Land Resources Management staff told the Capital Budget and Capital Project Overview Committee that they have made substantial progress moving permit applications online and are digitizing decades of subsurface septic records.
An unidentified LRM presenter introduced assistant commissioner Adam Crapo and Phil Trowbridge, who led the update. An LRM presenter said the department has two capital appropriations and one ARPA award supporting the work and that “we're trying to spend the ARPA funding down first,” because ARPA “needs to be obligated by the end of this year and spent by the end of 2026.”
Staff said the move to electronic filing is intended to replace paper forms and multiple legacy databases, improve turnaround times, and reduce back‑office data entry. The presenter said that since January the department has received “nearly 3,000 total submissions online,” with shoreland and wetland permits accounting for the largest share of applications.
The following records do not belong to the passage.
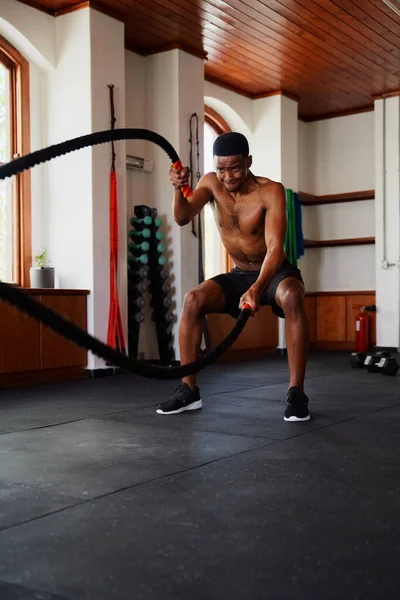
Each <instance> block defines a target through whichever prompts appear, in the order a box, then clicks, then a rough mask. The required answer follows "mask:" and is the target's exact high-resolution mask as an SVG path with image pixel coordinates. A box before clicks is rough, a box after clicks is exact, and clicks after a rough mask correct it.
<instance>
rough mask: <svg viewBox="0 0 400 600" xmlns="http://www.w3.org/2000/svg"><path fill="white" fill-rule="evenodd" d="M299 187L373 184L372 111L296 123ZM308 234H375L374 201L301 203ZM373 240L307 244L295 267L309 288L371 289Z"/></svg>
mask: <svg viewBox="0 0 400 600" xmlns="http://www.w3.org/2000/svg"><path fill="white" fill-rule="evenodd" d="M298 135H299V140H298V155H299V158H298V169H299V190H300V191H302V192H307V193H309V194H314V195H317V196H320V195H322V196H323V195H329V194H341V193H346V192H356V191H364V190H373V189H375V169H374V113H373V111H371V112H366V113H360V114H356V115H350V116H346V117H337V118H334V119H326V120H322V121H315V122H311V123H303V122H299V127H298ZM302 214H303V232H304V237H305V238H306V239H313V240H329V239H345V238H357V237H373V236H374V235H375V204H374V200H366V201H360V202H351V203H344V204H340V203H338V204H327V205H320V206H303V207H302ZM374 265H375V248H374V246H373V245H364V246H351V247H333V248H321V249H319V248H318V249H317V248H315V249H314V248H312V249H311V248H307V249H306V251H305V256H304V257H303V258H302V259H301V260H300V263H299V267H300V269H301V270H302V272H303V277H304V280H305V283H306V287H307V289H308V290H309V291H343V290H346V291H348V290H354V291H357V290H360V291H363V290H374V289H375V266H374Z"/></svg>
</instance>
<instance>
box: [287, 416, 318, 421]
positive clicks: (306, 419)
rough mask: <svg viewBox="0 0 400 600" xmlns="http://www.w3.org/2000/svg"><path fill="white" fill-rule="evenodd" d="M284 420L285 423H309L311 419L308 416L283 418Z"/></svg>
mask: <svg viewBox="0 0 400 600" xmlns="http://www.w3.org/2000/svg"><path fill="white" fill-rule="evenodd" d="M283 419H284V420H285V421H292V422H293V421H309V420H310V419H311V417H310V415H307V417H294V416H293V417H283Z"/></svg>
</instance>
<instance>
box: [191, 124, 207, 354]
mask: <svg viewBox="0 0 400 600" xmlns="http://www.w3.org/2000/svg"><path fill="white" fill-rule="evenodd" d="M193 120H195V121H196V130H195V135H196V183H198V182H199V181H200V177H201V172H200V139H199V117H198V115H197V113H193V114H192V115H191V116H190V121H189V129H190V136H189V150H190V152H189V155H190V157H189V160H190V187H191V188H192V189H194V188H195V186H194V169H193V136H192V128H193V125H192V121H193ZM192 233H193V235H194V236H195V237H197V239H198V279H199V283H203V281H204V266H203V235H202V226H201V212H200V213H199V214H198V216H197V234H196V230H195V227H194V219H193V220H192ZM202 330H203V339H204V345H205V348H206V350H207V351H208V350H209V349H210V348H211V342H210V335H209V332H208V327H207V319H206V317H203V318H202Z"/></svg>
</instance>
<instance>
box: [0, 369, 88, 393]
mask: <svg viewBox="0 0 400 600" xmlns="http://www.w3.org/2000/svg"><path fill="white" fill-rule="evenodd" d="M72 379H85V368H84V367H63V368H58V369H41V370H38V371H21V372H19V373H3V374H1V375H0V389H7V388H13V387H26V386H29V385H39V384H41V383H54V382H56V381H69V380H72Z"/></svg>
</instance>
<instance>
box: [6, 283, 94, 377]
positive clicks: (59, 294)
mask: <svg viewBox="0 0 400 600" xmlns="http://www.w3.org/2000/svg"><path fill="white" fill-rule="evenodd" d="M24 291H25V292H26V293H27V294H30V295H32V296H34V297H35V299H36V300H38V301H39V302H42V303H43V304H46V306H49V308H51V309H53V310H54V311H55V312H58V313H60V314H61V315H62V316H64V317H65V318H67V319H68V320H70V321H72V322H73V323H75V324H76V325H78V326H79V327H80V328H82V329H84V330H85V331H86V321H87V318H86V302H87V294H88V293H89V292H88V291H85V290H57V289H52V290H31V289H25V290H24ZM86 365H87V352H86V351H85V350H82V349H81V348H79V347H78V346H76V345H75V344H72V343H71V342H69V341H67V340H65V339H64V338H63V337H62V336H60V335H59V334H57V333H55V332H53V331H52V330H51V329H49V328H47V327H45V326H44V325H43V324H42V323H39V322H38V321H36V320H35V319H32V318H31V317H28V316H27V315H25V314H24V313H22V312H20V311H19V310H18V309H16V308H14V307H13V306H12V305H10V304H8V303H7V302H5V301H2V302H0V387H11V386H16V385H23V384H26V383H36V382H41V381H49V380H57V379H69V378H76V377H79V376H85V368H86Z"/></svg>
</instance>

On e‑permitting the department is working with Windsor Solutions’ Nform product to move from PDF-based uploads toward a true e‑filing workflow that will permit most applications to be submitted without PDFs except for detailed plans. Staff described the effort as a multi‑year rollout, expecting work to continue over the “next two or three years” to bring additional programs online.
Trowbridge described a separate subsurface records project, saying the department is digitizing historic septic records and “we are digitizing around 4,000,000 old subsurface files.” He reported the project is roughly 15% complete and said the digitized archive helps constituents, for example, during real‑estate transactions or development reviews.
Committee members asked about shoreland permit‑by‑notification thresholds (the transcript referenced a 900 square‑foot threshold). Trowbridge said the shoreland rules are scheduled for readoption next year and staff will look at streamlining and permit‑by‑notification options during that rule review; he offered to bring threshold changes into the discussion.
The presenter and committee also exchanged numbers about subsurface activity: staff stated roughly 3,000 online submissions for shoreland/wetland programs and later referenced a figure of 6,000 in relation to subsurface applications during questions. Staff did not explicitly reconcile those two figures in the meeting; the digitization project number (about 4,000,000 historic files) was presented as a separate inventory figure.
Next steps: staff said they will continue implementing the e‑permitting rollout, prioritize obligating ARPA funds before the end of the year, and follow up during rule readoption and with any specific threshold proposals that may emerge.
Quotes in this article are taken verbatim from the meeting transcript and are attributed to the speakers as identified in the transcript. Direct attributions come from the speaker list tied to the transcript segments.